For some time now, whenever I arrive to the Post Office, the human (disheveled, unshaven and wearing garments of the previous day) has his head stuck between the engines of high caliber weapons. He stays day and night in front of his desk (not minding the fall of the night or the rise of the sun) working as if there were no tomorrow for him. The construction of weaponry, that had previously been part of long-term projects, considered merely a precaution, has become a priority in his schedule, as well as the plans (“all hypothetical”) for civil pacification.

He looks weary, tired and worried, and certainly, is not the only one in his team that does.

Whereas before I could spend weeks without seeing Rogers, Barton and Romanov at the Headquarters, now it can pass months without any of them giving sings of life. When they deign to do so, they are always covered in yesterday bruises and still gushing wounds, warning at anyone who could dare touch them to stay away with a hoarse, pained groan. A familiar (but never pleasant) reminder of those days of old, when Thor and his comrades would come back to Asgard from their foolish adventures, proudly wearing battle scars, and hiding small frowns of pain behind jaded smiles. Same as then, I don't dignified them with a look or with the smallest hint of worry.

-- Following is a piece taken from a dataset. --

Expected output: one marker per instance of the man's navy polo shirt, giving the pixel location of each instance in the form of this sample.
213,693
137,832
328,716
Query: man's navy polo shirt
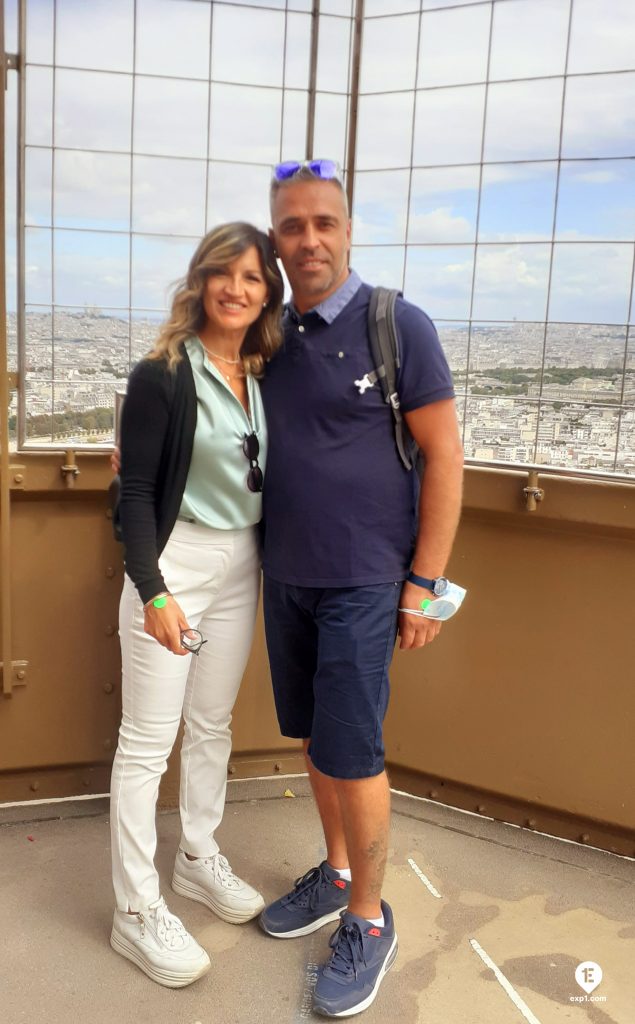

I mimic the always silent, tight-lipped servants of the Valaskjál Palace, and I limit myself to do the job with which I was entrusted.

An unknown danger threatens the Avenger's House, I can say that much; and I (as any decent opportunist would) was convinced not to get in its way. I pretended not to mind the sudden change of environment, or the nervous, restless faces that I encountered in my way whenever Thor took me out of my cell. I just kept working, resolute not to find out (not even by accident) the answers to any of the thousands of questions that were hungrily stirring inside my head.

 

* * *

 

Indifference worked fairly fine, if only for a while. The Avengers, in their never ending wisdom, wouldn’t trust me the cause of this passive-aggressive feeling that was looming over their facility. And given I was not worthy enough to know about such peril, I was also taken out of their immediate plans to fight it. They cast me aside for the moment; the _Beast_ started to ignore me in favor of his midgardian technology, and the rest of his team kept going out in their respective missions. Thor would continue to bring me to the Headquarters once in a while, and every time I would sit at my table (in that small, white laboratory that I have come to know so well) with not a single piece of work at hand.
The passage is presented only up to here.